I’m sitting at my desk. I’ve been alone for nearly a week now. My head is foggy with carrots, wool, and the unknown. A travel agent gets married to a church inside a marble anthill.
(Implying the geometric, fantastic, delusional. Red, yellow, silver. Geometric growth. Triangles and lines, connections.)
He squeezes his eyes tightly shut and visions burst forth, simultaneously abstract and concrete. Thread–yellow, and red–stretched between needles and woven around wood, seen from up close. Fibers spill off of taut lines as the scene swirls and changes, like a slide deck projected on a pulsating wall of organic flesh. Wire wrapped around an incomplete hexagonal structure, aluminum girdled with copper and held up by mesh. Wooden dowels dance over a blurry scene, an out-of-focus field of grass supporting a bright blue sky. A festival of sorts, it seems. A spinning motor, a forgotten future. Tightly-wound coils of yellow thread have returned, slowly diverging from cotton warp.
(Implying brightness, unfamiliarity, clean lines. White, red, gold, grey, and brown. Circles and lines. Simple rotation and translation.)
He opens his eyes. Bile rises in his throat, his stomach uneasy. In front of him: the fierce glare of sunlight pouring in from the top of the conical chapel, reflecting off polished white marble. The bright light makes it difficult to see, painful to concentrate. Rows upon rows of guests sit on wooden benches that stretch from wall to wall, their faces obscured by stiff cloth and cardboard. He wonders if “wall-to-wall” is an appropriate phrase to use in a circular room.
He has never been to a wedding before, and for that, he is unsure how the affair should be structured. Still, he presses on—leaning left, he sees a long burgundy carpet with golden trim dividing the room in two. At one end of the carpet: a smooth, shining marble wall with no visible openings. At the other: Rizette, the bride. She was a travel agent, he recalls, though not a very good one. How he knew this—or how he knew her, for that matter—he is not sure. To her left: a faceless priest stands, draped in a veil of layered aluminum mesh tied tightly shut with a woven copper belt. Flanking the pair are tall candlesticks of brass, neither holding a candle.
(Implying transition. A strong, reverberating hum, an inversion of space. Black and white points oscillating and changing. Strong interplay between positive and negative space.)
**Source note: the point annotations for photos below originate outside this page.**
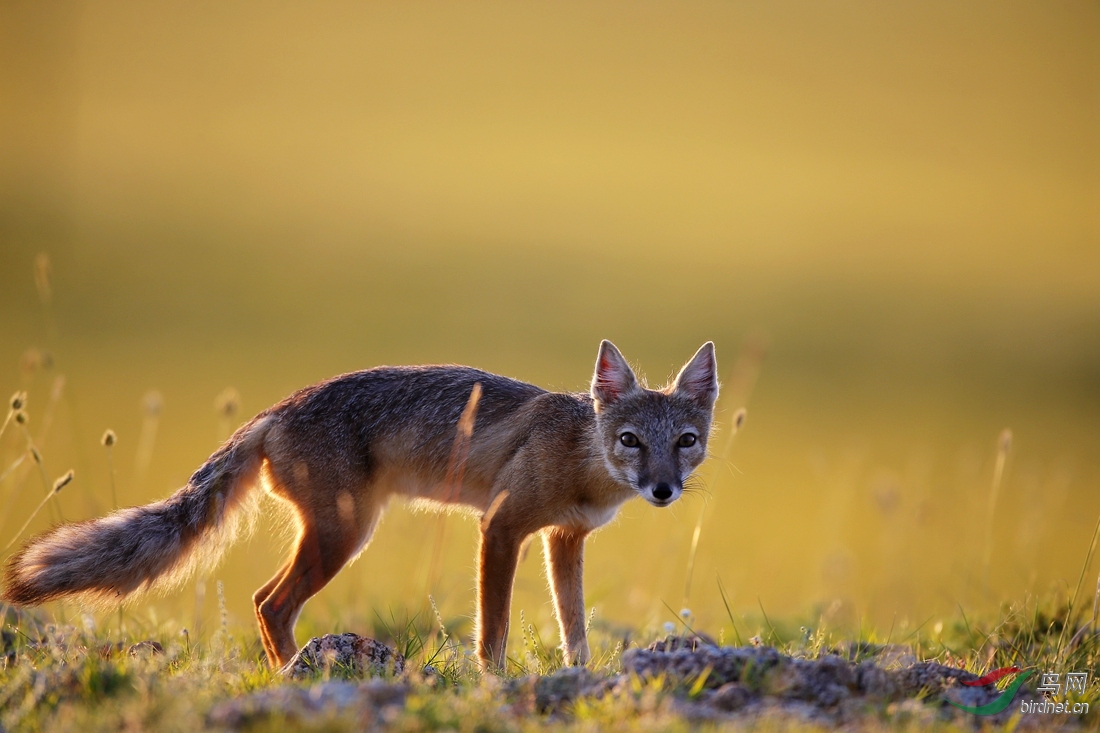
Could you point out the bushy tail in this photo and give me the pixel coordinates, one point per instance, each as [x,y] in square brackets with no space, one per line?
[141,548]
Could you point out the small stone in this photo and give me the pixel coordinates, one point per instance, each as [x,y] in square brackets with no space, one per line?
[347,655]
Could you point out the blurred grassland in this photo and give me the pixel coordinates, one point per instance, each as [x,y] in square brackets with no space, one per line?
[898,207]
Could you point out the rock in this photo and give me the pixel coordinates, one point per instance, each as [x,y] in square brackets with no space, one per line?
[345,655]
[690,642]
[730,697]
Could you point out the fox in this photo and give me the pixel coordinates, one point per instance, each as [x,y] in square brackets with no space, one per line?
[525,459]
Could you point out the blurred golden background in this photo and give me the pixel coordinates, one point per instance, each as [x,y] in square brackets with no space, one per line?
[886,216]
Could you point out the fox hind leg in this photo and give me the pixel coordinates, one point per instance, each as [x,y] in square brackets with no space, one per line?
[326,543]
[257,599]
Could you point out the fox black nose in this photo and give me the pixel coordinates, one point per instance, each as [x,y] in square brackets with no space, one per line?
[662,492]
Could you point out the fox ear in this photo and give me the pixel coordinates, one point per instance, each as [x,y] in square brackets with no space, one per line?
[699,379]
[614,376]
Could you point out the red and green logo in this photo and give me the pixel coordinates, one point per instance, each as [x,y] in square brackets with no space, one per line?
[1004,699]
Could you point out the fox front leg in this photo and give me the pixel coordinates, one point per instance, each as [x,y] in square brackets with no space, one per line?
[564,555]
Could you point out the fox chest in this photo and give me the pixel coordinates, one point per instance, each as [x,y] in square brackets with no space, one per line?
[589,516]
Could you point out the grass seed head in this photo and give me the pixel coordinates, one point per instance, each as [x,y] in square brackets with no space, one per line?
[152,403]
[42,271]
[64,481]
[228,402]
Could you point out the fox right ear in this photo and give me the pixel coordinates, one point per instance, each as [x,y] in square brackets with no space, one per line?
[614,376]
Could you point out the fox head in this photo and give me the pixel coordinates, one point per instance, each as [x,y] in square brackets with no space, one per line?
[652,439]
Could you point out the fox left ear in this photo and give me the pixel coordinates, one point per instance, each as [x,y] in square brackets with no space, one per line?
[614,376]
[699,379]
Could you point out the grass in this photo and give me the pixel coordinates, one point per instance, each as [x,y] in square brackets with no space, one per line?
[68,678]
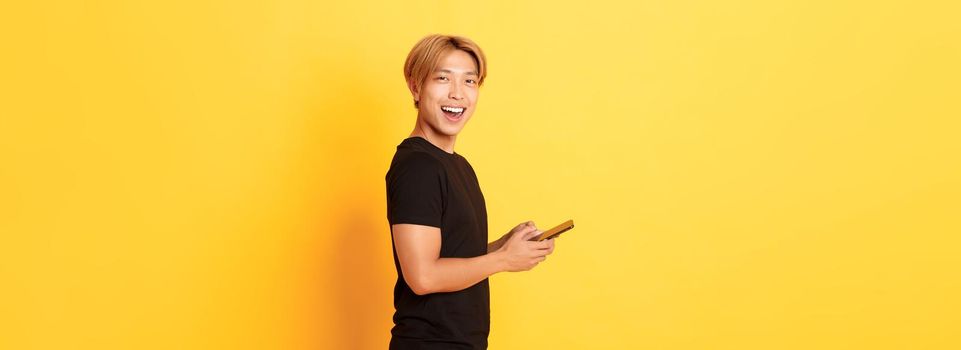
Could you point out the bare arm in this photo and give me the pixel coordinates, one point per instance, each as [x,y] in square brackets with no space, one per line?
[418,251]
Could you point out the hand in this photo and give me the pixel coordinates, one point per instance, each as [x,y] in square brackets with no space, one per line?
[519,253]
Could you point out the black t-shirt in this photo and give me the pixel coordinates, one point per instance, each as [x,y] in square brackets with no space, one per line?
[428,186]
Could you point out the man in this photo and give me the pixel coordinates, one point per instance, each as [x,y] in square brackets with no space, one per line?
[436,210]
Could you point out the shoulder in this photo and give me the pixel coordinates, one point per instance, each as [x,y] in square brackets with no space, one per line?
[415,163]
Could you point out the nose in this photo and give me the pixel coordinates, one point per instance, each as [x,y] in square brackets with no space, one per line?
[455,92]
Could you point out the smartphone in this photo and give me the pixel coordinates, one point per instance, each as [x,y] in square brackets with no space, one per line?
[554,232]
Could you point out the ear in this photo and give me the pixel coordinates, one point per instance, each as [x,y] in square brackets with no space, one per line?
[414,90]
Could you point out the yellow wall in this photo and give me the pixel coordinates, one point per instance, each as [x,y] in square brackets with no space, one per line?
[743,174]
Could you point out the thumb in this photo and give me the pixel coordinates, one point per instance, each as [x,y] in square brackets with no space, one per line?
[525,233]
[531,234]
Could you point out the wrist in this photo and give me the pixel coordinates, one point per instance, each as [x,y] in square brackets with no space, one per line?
[498,261]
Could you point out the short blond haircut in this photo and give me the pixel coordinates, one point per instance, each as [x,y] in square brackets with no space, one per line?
[427,53]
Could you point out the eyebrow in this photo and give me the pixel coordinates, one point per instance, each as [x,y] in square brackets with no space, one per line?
[442,70]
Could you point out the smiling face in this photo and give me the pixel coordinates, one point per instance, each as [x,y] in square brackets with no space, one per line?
[449,94]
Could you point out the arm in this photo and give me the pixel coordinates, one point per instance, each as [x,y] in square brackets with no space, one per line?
[418,251]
As he is examining the scenery, all the guests stand abruptly and without warning. He struggles to react in time, clumsily rising to his feet. As quickly as they rose, the guests sit back down, once again without perceptible warning. From the direction of the priest comes a low reverberating hum laced with rich overtones and spiked with knots of dissonance. Rizette coughs. Slowly, space within the marble anthill begins a laborious and deliberate inversion, bringing the two ends of the carpet to a single point while wrapping the space on either side around itself. As this occurs, he experiences a series of strange sensations: for a brief, tantalizingly-infinitesimal moment, he kisses the place where parallel lines meet—the fabled Riemannian point-at-infinity. Then, as soon as he had arrived, he is through to the other side, He feels distinctly that, if so inclined, he would be able to see around corners, and that his insides have swapped places with his outsides in a gentle non-Euclidean waltz. Not that it really matters to him. These paradoxical experiences don’t concern him in the slightest; instead, it is his apparent lack of concern that troubles him the most.
(Implying a finality, left with more questions than answers. New beginnings. Blues, greens, some browns and whites. Floating and dispersing, horizontal lines shifting and moving.)
As unexpectedly as it had begun, the otherworldly hum ceases, signaling the inversion complete. He looks around and sees that he and his fellow attendees now sit in a field of grass. Like him, the other guests appear unfazed by recent events, transformed in position but not in spirit. The priest shuffles and clicks, shaking him out of thought. He looks adjacent, expecting to see the bride, but witnesses something else instead: a small acorn falling from the sky, noticed just in time before it hit the earth, buried by the force of the impact. Satisfied with a job apparently well done, the priest turns and walks away toward the midday sun. The guests, now a mixture of perplexed, angry, apologetic, and joyful, slowly disperse. As they depart, each pulls a plank off from the benches they had sat in, carrying it away with them. By the time they are all gone, no trace of the event remains, save for a slight depression in the earth where the acorn had landed, and a lone chestnut armrest by his feet. Somewhat begrudgingly, he picks up the piece of lacquered wood, closes his eyes, and walks away.